The vaccine is an individualized neoantigen therapy. It is designed to activate the immune system so it can fight back against a patient’s specific type of cancer and tumor.

The vaccine is known as mRNA-4157 (V940) and targets tumor neoantigens, which are expressed by tumors in a given patient. These are markers on the tumor that may be recognized by the immune system.

The shot encodes up to 34 neoantigens and activates an anti-tumor immune response based on the unique mutations in a patient’s cancer.

To personalize it, a tumor sample is removed from the patient during surgery, followed by DNA sequencing and the use of artificial intelligence. The result is a tailor-made anti-cancer shot that is specific to the patient’s tumor.

Dr. Heather Shaw speaks to Steve Young, one of the first patients in the UCLH study. Photo: Yui Mok/PA

“This is very much an individualized therapy and in some ways is much smarter than a vaccine,” Shaw said. “It is absolutely tailor-made for the patient. You couldn’t give this to the next patient in line because you wouldn’t expect it to work.

“They may have some shared novel antigens, but they probably have their own, very individual novel antigens that are important to their tumor and that’s why it’s really personalized.”

The ultimate goal is to permanently cure patients of their cancer, Shaw said. “I think there is real hope that these will be game changers in immunotherapy,” she said.

Phase 2 data showed that people with severe high-risk melanoma who received the jab in addition to the Keytruda immunotherapy were almost half (49%) more likely to die or have their cancer come back after three years than those who received Keytruda alone.

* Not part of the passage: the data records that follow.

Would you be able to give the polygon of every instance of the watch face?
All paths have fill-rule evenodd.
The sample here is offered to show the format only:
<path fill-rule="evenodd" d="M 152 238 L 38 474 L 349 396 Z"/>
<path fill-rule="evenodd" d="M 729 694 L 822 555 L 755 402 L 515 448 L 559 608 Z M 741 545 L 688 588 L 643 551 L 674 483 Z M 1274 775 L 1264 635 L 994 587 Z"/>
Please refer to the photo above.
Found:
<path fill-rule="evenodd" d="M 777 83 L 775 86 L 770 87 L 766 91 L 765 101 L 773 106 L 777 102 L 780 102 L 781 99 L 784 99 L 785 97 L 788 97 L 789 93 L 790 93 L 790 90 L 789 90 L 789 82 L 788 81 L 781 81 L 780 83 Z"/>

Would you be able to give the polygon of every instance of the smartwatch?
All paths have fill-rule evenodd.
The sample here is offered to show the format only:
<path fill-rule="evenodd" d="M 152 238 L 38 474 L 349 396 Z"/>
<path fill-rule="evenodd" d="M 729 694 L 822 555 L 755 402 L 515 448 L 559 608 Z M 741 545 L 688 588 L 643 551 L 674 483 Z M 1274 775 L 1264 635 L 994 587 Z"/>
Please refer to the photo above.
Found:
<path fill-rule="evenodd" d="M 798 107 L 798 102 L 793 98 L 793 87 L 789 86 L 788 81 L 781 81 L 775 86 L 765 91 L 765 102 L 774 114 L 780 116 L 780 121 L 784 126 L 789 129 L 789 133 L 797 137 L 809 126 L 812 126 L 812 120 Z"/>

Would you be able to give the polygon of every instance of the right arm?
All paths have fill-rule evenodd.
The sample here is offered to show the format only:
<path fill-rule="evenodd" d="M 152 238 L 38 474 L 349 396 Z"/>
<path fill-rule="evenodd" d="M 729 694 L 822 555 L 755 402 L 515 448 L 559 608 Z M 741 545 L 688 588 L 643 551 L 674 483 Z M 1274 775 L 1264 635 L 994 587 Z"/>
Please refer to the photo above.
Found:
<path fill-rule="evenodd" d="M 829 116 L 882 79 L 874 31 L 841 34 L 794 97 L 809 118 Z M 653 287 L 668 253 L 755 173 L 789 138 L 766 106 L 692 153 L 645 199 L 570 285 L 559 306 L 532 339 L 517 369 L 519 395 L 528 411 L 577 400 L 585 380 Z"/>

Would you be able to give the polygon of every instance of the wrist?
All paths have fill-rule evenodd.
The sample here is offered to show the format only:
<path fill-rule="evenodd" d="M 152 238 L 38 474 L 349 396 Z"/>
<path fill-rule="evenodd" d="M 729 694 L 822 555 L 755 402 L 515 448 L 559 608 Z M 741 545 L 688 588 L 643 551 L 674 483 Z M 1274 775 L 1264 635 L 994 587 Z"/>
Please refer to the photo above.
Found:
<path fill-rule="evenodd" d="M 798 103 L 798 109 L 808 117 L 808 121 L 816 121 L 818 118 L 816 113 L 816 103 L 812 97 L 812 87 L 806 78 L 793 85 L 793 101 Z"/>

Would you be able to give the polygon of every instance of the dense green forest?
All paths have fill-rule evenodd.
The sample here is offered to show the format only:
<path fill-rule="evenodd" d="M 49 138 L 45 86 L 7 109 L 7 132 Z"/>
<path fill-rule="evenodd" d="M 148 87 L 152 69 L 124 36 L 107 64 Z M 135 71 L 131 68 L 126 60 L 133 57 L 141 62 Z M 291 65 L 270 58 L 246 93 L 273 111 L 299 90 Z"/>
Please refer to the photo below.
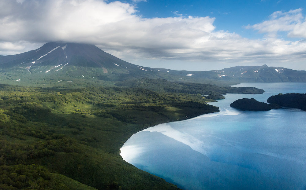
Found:
<path fill-rule="evenodd" d="M 254 87 L 231 87 L 207 84 L 174 82 L 160 79 L 126 80 L 118 82 L 116 85 L 129 87 L 142 88 L 156 92 L 202 95 L 226 94 L 226 93 L 262 94 L 265 92 L 263 90 Z"/>
<path fill-rule="evenodd" d="M 218 111 L 198 94 L 0 85 L 0 189 L 171 189 L 123 160 L 132 134 Z"/>

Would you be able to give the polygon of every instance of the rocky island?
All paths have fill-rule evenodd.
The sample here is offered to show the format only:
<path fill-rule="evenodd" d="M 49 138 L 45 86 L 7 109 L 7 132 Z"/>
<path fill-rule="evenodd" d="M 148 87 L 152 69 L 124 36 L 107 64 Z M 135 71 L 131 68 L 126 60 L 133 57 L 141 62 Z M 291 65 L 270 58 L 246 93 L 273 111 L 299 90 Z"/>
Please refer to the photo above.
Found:
<path fill-rule="evenodd" d="M 208 95 L 205 98 L 212 100 L 223 100 L 225 99 L 225 97 L 222 95 Z"/>
<path fill-rule="evenodd" d="M 268 103 L 277 104 L 285 107 L 298 108 L 306 111 L 306 94 L 280 93 L 270 97 L 267 101 Z"/>
<path fill-rule="evenodd" d="M 254 98 L 241 98 L 230 104 L 231 107 L 244 111 L 267 111 L 281 107 L 275 104 L 268 104 L 259 102 Z"/>

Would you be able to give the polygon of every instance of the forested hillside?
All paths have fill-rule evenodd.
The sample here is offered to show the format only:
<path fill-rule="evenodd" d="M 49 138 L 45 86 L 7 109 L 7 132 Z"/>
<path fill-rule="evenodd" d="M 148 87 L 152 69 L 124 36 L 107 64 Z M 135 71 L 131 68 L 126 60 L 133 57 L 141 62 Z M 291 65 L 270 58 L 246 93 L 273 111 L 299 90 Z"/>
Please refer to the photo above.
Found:
<path fill-rule="evenodd" d="M 154 125 L 218 111 L 199 95 L 0 86 L 0 189 L 176 189 L 120 155 Z"/>

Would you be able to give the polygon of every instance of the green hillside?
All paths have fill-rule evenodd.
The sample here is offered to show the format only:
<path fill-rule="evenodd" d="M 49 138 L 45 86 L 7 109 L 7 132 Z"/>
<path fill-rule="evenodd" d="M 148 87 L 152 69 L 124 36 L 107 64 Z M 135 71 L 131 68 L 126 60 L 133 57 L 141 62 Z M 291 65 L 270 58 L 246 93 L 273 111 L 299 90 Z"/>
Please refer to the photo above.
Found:
<path fill-rule="evenodd" d="M 171 189 L 123 160 L 132 134 L 218 111 L 199 95 L 0 86 L 0 189 Z"/>

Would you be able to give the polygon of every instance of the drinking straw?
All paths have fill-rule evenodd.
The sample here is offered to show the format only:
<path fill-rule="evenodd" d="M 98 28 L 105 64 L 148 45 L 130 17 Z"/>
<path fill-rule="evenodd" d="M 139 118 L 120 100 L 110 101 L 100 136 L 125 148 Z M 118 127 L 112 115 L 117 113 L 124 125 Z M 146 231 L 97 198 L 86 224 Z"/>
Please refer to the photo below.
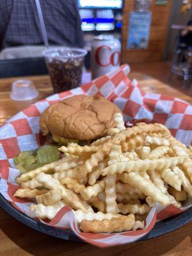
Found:
<path fill-rule="evenodd" d="M 44 17 L 42 15 L 42 8 L 41 8 L 41 6 L 40 6 L 39 0 L 35 0 L 35 3 L 36 3 L 37 12 L 38 12 L 38 17 L 39 17 L 39 20 L 40 20 L 40 22 L 41 30 L 42 30 L 42 36 L 43 36 L 43 39 L 44 41 L 44 44 L 45 44 L 46 48 L 49 49 L 49 46 L 47 34 L 47 31 L 45 29 L 45 22 L 44 22 Z"/>

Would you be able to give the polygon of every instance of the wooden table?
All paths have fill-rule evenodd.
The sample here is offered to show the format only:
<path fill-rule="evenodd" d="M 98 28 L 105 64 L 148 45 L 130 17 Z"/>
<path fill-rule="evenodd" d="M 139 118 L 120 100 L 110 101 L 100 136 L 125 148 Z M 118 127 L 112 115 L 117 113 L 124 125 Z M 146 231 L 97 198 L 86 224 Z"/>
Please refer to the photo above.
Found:
<path fill-rule="evenodd" d="M 136 73 L 132 73 L 130 76 L 139 81 L 144 92 L 178 97 L 192 104 L 191 97 L 150 77 Z M 48 76 L 28 78 L 34 81 L 40 92 L 38 99 L 52 93 Z M 0 79 L 0 124 L 35 101 L 16 102 L 10 100 L 11 84 L 14 80 L 15 78 Z M 101 250 L 87 244 L 61 240 L 39 233 L 18 222 L 0 209 L 1 256 L 115 256 L 117 254 L 120 256 L 191 256 L 191 239 L 192 222 L 157 238 Z"/>

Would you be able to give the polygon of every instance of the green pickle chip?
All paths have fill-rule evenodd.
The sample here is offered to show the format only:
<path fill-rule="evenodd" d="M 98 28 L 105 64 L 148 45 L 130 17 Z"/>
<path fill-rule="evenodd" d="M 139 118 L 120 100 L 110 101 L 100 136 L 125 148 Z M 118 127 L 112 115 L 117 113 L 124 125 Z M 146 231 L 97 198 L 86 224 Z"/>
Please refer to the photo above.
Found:
<path fill-rule="evenodd" d="M 60 158 L 56 146 L 45 145 L 30 151 L 23 151 L 13 158 L 15 166 L 23 173 L 43 166 Z"/>
<path fill-rule="evenodd" d="M 60 159 L 60 152 L 56 146 L 43 146 L 36 154 L 36 163 L 45 164 L 58 161 Z"/>

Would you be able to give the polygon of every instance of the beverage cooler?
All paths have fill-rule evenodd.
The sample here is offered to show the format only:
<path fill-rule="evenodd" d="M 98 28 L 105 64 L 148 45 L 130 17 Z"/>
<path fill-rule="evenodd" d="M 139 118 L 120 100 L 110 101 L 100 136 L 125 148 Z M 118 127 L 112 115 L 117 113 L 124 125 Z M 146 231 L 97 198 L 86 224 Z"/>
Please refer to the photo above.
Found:
<path fill-rule="evenodd" d="M 90 68 L 90 51 L 95 36 L 109 35 L 122 40 L 123 0 L 78 0 L 78 6 L 84 47 L 88 52 L 85 65 Z"/>

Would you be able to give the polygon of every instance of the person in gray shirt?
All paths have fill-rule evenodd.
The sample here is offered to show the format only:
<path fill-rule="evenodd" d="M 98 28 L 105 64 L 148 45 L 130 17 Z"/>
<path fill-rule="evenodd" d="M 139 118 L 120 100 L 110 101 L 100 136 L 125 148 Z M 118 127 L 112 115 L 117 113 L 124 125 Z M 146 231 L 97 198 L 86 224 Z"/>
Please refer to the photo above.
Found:
<path fill-rule="evenodd" d="M 40 3 L 49 44 L 83 47 L 77 0 L 40 0 Z M 0 0 L 0 51 L 43 45 L 35 1 Z"/>

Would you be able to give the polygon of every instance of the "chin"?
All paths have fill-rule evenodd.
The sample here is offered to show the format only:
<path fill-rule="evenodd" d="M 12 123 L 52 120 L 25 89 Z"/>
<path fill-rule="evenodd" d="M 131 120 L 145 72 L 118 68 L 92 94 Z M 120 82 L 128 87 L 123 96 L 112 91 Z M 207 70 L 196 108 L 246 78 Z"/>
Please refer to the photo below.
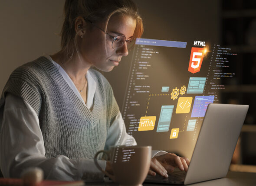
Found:
<path fill-rule="evenodd" d="M 101 68 L 97 67 L 97 68 L 98 68 L 98 70 L 99 70 L 100 71 L 101 71 L 103 72 L 110 72 L 111 71 L 112 71 L 113 70 L 113 69 L 114 68 L 114 66 L 110 66 L 110 67 L 102 67 Z"/>

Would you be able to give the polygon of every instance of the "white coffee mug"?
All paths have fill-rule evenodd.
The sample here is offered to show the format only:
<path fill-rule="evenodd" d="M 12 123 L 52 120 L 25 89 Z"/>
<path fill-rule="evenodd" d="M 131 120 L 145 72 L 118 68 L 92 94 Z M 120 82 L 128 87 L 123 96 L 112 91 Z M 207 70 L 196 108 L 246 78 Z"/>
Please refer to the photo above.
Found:
<path fill-rule="evenodd" d="M 121 185 L 141 186 L 148 173 L 152 147 L 149 146 L 112 147 L 108 151 L 100 151 L 94 157 L 97 167 L 106 175 Z M 110 161 L 114 175 L 107 173 L 99 165 L 100 153 L 105 154 Z"/>

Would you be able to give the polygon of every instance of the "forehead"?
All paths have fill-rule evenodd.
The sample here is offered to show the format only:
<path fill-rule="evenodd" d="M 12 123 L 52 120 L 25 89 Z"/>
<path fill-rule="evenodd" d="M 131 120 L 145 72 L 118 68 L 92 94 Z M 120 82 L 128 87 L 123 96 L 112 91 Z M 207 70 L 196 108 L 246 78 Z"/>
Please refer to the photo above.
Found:
<path fill-rule="evenodd" d="M 123 35 L 126 38 L 133 35 L 136 26 L 136 20 L 128 16 L 113 16 L 108 22 L 109 32 Z"/>

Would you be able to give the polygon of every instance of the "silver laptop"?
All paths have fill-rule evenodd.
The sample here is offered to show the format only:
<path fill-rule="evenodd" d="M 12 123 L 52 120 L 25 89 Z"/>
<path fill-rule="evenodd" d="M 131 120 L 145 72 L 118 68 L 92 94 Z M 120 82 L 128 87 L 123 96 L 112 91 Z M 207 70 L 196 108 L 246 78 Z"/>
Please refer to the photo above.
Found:
<path fill-rule="evenodd" d="M 186 185 L 226 176 L 248 108 L 210 104 L 187 173 L 177 171 L 168 178 L 148 176 L 145 182 Z"/>

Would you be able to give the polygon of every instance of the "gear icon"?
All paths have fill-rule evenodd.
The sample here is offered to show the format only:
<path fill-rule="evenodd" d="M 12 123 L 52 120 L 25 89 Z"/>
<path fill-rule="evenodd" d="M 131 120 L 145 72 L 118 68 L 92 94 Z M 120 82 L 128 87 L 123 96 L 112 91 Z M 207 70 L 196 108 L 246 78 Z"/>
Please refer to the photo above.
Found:
<path fill-rule="evenodd" d="M 180 90 L 180 93 L 181 95 L 183 95 L 186 92 L 186 90 L 187 90 L 186 88 L 187 87 L 185 87 L 185 85 L 183 85 L 183 87 L 181 87 L 181 89 Z"/>
<path fill-rule="evenodd" d="M 179 94 L 180 94 L 179 93 L 179 89 L 177 89 L 177 87 L 176 87 L 175 89 L 172 90 L 172 92 L 171 93 L 171 99 L 172 99 L 174 100 L 175 99 L 178 98 Z"/>

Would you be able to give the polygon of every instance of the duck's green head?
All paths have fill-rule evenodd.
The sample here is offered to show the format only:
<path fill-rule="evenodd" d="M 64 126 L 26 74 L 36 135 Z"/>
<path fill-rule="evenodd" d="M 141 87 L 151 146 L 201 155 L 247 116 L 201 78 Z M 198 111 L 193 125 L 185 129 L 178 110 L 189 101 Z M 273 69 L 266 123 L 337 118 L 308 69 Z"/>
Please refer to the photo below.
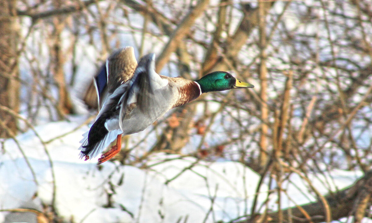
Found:
<path fill-rule="evenodd" d="M 224 91 L 236 88 L 254 87 L 253 85 L 238 80 L 225 71 L 215 71 L 195 81 L 202 89 L 202 93 Z"/>

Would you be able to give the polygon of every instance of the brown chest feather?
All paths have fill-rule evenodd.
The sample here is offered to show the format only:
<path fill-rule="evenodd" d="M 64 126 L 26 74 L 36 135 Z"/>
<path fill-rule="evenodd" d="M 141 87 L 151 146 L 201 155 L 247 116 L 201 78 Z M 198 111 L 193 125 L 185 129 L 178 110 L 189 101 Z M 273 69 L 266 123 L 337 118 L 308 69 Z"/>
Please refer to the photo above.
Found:
<path fill-rule="evenodd" d="M 198 84 L 192 81 L 178 88 L 179 97 L 173 106 L 175 107 L 185 104 L 196 99 L 200 96 L 200 90 Z"/>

Patients received 1 mg of the mRNA vaccine every three weeks for up to nine doses, and 200 mg of Keytruda every three weeks (up to 18 doses) for about a year.

The global Phase 3 trial will now include a wider range of patients and aims to recruit around 1,100 people. The UK arm aims to recruit at least 60 to 70 patients across eight centres, including London, Manchester, Edinburgh and Leeds.

One of the first patients to take part in the trial at UCLH is Steve Young, 52, from Stevenage in Hertfordshire. “I’m really excited,” he said. “This is my best chance to stop the cancer.”